The future of serialization & deserialization APIs

Thanks Darko. I can certainly see how we could implement this for cases where the payload has an explicit null value or something else that doesn't match any of the expected cases of {"coffee", "tea", "juice"}. I believe this is equivalent to Serde's other attribute. This would indeed be a useful addition.

This may not be what you're intending, but I don't think we can make it work this simply in the case where the key for this value is missing in the payload. For instance:

@JSONCodable
struct Person {
    let name: String
    let favoriteBeverage: Beverage
}

Payload: { name: "Kevin" } with the intended result of Person(name: "Kevin", favoriteBeverage: .unknown).

Since the macro on Person cannot see into the definition of Beverage, its expansion cannot generate .unknown as a default value here. We would need an explicit protocol requirement that expresses "default decodable value if missing (or throw an error)". Otherwise, the author of Person would need to decorate favoriteBeverage with an explicit @CodingDefault(.unknown).

If we think it's worthwhile, we can look into adding such a protocol requirement, but I haven't been able to find prior art for this pattern, so it would require some additional consideration.

for what it’s worth, this is exactly the pattern that swift-json and swift-bson converged upon. the respective protocol hierarchies (BSONEncodable, JSONEncodable, etc) are very similar to one another, which helps facilitate Knowledge Transference between libraries, but they are still independently tailored to the idiosyncrasies of each serialization format, which i think is the right balance.
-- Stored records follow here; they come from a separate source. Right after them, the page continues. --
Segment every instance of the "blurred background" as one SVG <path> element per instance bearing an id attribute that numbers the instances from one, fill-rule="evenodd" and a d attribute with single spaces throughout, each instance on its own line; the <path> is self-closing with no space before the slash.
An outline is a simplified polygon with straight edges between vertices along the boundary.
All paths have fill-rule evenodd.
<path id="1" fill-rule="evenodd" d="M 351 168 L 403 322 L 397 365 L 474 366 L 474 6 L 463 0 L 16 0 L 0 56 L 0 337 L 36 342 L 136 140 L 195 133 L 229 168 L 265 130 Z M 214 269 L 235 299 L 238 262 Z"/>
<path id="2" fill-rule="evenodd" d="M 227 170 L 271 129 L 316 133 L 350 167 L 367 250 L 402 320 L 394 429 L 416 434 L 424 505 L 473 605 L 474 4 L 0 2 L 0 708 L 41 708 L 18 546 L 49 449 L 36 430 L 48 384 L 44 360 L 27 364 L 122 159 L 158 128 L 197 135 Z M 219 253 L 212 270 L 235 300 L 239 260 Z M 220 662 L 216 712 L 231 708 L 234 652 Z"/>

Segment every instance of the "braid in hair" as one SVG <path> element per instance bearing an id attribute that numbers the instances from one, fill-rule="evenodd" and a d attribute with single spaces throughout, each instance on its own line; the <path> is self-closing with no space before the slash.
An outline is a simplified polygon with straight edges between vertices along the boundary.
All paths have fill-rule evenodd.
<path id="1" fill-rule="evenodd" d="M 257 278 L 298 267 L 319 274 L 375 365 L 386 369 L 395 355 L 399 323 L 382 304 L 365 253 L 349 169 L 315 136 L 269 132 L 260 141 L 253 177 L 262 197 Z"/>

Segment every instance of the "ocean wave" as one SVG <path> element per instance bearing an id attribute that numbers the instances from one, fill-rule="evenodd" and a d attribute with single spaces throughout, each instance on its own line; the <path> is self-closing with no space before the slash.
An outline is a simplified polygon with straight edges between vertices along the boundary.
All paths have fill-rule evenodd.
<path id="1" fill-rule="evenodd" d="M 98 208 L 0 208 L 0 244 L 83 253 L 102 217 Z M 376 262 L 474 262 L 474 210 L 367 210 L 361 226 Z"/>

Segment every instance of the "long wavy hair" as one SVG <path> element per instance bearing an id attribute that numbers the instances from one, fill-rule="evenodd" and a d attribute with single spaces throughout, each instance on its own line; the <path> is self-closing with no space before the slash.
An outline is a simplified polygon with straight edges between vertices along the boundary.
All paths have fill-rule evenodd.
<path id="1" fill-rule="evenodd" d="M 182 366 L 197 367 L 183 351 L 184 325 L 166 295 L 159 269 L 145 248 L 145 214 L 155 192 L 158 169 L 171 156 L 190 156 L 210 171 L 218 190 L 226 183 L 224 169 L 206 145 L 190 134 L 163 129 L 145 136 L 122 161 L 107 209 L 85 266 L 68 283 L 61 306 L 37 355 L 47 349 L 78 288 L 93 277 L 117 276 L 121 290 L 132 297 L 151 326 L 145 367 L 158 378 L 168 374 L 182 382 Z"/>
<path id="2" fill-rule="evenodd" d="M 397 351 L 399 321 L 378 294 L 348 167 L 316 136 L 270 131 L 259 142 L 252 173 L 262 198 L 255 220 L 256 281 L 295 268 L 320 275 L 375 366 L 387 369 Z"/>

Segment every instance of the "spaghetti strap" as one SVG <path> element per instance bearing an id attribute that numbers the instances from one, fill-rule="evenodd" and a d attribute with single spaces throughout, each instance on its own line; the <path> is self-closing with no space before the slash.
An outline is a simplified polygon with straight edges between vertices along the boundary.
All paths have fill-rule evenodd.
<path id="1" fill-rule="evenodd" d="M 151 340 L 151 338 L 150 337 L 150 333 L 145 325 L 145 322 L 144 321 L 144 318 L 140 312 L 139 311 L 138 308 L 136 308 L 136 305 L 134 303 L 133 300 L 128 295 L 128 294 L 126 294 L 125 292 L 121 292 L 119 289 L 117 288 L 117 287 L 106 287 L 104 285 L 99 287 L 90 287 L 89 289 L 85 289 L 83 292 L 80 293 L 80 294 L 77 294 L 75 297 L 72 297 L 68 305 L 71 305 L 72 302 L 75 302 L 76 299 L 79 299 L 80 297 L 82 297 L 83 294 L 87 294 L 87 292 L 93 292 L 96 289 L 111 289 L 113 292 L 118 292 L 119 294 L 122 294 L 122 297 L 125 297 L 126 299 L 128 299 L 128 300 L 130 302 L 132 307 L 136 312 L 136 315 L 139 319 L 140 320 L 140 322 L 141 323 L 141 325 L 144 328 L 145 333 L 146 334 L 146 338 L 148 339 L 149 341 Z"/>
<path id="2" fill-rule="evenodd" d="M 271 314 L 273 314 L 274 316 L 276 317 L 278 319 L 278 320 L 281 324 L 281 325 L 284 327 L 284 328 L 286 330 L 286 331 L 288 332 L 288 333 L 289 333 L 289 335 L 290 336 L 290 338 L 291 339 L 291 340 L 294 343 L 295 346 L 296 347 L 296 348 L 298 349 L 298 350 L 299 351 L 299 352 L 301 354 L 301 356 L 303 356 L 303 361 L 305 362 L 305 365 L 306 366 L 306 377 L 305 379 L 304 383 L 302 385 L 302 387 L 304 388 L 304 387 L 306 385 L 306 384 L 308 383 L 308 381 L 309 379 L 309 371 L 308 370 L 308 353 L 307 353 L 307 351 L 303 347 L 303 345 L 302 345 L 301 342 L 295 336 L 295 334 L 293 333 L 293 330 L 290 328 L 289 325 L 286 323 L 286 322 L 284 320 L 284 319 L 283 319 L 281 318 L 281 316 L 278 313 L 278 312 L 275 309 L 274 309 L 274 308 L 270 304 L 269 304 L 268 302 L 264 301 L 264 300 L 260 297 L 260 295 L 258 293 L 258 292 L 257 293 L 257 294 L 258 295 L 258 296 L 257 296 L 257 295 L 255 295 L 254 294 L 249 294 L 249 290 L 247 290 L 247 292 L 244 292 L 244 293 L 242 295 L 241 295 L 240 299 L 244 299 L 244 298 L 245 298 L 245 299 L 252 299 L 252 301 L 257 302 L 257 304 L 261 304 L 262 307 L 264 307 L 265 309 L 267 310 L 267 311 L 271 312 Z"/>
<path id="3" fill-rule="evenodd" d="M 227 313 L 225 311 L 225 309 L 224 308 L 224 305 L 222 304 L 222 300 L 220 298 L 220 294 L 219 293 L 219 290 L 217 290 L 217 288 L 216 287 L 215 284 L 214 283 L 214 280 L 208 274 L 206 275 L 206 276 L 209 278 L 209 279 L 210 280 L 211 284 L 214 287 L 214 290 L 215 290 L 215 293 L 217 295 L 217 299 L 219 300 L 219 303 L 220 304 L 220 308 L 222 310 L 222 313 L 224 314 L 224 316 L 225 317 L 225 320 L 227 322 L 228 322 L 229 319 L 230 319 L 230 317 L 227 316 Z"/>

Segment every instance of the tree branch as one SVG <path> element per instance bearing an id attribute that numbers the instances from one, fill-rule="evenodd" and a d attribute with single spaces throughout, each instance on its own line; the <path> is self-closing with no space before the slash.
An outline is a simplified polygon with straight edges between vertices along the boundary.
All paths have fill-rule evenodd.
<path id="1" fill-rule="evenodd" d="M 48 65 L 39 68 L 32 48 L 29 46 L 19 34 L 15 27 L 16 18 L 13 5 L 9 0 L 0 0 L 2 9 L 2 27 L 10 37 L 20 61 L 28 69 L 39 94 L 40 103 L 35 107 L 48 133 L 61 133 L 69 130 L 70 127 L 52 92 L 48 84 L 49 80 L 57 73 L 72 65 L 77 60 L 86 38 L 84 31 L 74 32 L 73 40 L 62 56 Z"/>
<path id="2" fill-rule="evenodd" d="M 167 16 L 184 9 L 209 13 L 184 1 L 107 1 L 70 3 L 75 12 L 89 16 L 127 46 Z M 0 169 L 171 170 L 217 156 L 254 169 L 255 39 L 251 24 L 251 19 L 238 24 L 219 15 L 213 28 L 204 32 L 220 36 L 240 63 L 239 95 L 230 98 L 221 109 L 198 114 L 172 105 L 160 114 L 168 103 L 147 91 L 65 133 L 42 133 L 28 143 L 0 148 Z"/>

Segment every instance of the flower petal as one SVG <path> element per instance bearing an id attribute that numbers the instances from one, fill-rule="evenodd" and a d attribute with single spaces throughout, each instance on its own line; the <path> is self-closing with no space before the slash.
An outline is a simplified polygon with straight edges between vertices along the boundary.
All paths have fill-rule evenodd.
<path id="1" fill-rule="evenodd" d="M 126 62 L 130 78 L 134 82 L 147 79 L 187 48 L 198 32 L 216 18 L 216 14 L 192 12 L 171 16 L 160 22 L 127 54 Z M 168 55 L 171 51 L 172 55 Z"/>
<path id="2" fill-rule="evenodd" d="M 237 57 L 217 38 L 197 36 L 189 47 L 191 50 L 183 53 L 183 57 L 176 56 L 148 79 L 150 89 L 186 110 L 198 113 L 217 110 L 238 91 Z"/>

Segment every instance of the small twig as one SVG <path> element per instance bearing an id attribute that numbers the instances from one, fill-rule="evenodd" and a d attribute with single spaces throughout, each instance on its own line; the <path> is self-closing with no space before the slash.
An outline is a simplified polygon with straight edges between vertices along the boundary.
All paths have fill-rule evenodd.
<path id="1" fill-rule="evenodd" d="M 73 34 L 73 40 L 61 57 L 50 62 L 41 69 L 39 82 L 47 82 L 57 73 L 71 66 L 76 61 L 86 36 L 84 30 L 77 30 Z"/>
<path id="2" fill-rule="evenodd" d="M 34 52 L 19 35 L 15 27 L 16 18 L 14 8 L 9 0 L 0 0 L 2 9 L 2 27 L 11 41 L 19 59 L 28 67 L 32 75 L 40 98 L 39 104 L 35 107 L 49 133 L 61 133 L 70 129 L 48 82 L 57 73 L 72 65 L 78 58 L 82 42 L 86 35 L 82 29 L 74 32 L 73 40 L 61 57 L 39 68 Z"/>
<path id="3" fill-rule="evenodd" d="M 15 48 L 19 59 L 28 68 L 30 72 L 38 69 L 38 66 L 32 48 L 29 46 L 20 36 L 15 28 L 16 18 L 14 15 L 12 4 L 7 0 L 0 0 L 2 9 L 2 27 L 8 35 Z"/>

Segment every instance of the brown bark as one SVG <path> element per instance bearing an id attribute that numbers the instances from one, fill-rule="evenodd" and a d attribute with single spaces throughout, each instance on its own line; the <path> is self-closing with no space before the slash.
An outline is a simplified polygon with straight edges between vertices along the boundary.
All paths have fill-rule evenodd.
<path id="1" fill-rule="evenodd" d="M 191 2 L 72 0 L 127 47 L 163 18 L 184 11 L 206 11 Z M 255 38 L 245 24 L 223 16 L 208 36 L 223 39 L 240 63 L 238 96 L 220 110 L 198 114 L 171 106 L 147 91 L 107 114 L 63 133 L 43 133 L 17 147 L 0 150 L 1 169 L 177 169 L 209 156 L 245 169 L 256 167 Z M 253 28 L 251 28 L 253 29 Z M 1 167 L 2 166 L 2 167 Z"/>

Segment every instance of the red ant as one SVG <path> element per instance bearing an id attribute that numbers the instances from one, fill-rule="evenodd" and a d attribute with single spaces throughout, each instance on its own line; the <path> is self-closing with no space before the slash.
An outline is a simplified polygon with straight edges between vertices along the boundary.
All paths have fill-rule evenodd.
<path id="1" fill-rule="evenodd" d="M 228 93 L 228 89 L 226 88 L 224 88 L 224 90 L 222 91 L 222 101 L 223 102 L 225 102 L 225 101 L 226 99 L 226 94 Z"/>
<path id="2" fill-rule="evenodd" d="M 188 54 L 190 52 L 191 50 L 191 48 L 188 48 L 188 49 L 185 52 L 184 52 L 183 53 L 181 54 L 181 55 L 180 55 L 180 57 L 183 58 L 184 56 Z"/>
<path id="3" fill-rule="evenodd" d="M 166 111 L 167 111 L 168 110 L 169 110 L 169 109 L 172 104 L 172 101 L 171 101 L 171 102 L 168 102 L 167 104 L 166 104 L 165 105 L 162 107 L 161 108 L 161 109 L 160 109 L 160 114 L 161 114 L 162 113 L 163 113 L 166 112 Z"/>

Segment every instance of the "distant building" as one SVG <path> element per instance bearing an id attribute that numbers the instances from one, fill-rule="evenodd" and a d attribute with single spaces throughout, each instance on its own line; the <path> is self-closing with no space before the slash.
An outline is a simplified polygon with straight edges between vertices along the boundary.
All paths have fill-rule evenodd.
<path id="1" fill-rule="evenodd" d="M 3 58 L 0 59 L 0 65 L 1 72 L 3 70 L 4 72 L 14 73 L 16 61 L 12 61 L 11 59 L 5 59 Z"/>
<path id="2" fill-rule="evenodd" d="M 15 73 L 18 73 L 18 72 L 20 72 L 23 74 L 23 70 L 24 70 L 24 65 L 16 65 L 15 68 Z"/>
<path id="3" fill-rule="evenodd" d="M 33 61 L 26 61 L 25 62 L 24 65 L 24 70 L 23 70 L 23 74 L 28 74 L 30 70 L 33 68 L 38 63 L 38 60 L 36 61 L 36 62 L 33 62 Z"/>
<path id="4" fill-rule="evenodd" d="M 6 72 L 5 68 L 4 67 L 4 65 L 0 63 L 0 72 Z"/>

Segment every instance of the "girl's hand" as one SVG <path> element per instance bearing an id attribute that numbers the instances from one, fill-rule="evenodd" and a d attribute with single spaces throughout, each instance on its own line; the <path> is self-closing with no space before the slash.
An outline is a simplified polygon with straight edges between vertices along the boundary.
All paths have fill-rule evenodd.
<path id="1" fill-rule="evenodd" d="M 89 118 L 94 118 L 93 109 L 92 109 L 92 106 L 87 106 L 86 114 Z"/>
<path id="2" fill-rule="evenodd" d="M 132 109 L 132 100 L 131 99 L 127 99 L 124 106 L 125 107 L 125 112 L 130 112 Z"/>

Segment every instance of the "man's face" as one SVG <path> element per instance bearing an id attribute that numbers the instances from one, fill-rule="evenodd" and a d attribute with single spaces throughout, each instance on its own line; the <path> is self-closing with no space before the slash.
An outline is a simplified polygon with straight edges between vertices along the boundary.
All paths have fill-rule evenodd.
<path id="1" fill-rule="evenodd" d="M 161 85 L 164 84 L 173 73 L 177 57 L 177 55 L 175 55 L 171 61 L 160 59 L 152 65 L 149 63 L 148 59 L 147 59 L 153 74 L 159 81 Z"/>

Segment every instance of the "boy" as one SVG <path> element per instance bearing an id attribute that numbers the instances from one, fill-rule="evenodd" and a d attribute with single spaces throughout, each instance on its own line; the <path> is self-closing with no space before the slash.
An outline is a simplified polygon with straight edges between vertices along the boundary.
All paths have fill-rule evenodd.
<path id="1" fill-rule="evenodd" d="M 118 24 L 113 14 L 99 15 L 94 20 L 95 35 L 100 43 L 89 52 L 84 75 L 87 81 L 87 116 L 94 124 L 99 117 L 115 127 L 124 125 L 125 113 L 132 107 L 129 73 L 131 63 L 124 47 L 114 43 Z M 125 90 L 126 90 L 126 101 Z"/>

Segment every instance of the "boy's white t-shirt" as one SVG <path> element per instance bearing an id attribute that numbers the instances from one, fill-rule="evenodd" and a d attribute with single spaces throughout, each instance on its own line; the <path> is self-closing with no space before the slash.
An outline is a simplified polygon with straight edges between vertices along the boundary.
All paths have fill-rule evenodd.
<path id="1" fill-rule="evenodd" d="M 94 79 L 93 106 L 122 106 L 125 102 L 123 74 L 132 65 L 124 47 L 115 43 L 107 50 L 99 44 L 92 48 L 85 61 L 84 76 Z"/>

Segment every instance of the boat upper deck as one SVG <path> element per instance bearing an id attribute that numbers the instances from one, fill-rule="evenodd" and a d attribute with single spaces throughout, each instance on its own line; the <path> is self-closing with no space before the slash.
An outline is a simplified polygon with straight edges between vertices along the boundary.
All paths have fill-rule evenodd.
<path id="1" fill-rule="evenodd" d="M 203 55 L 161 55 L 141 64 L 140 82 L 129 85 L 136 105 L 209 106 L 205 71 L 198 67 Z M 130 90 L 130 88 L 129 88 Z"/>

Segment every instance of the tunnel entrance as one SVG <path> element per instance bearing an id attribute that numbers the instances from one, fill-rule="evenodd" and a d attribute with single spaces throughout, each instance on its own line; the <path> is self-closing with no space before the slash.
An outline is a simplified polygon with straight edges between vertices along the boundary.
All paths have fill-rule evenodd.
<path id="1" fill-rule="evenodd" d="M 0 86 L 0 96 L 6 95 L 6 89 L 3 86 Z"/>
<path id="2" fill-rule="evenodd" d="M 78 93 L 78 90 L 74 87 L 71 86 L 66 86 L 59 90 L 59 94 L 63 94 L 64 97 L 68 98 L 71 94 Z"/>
these libraries really ought to have macros, but the issues blocking macro adoption are well known at this point, so we really need SwiftPM to

  1. support prebuilt SwiftSyntax, and
  2. support multiple incompatible major versions of SwiftSyntax

for this to be viable. my understanding is a solution to the first problem is in the works, but i have not heard of any concrete plans to tackle the second problem yet.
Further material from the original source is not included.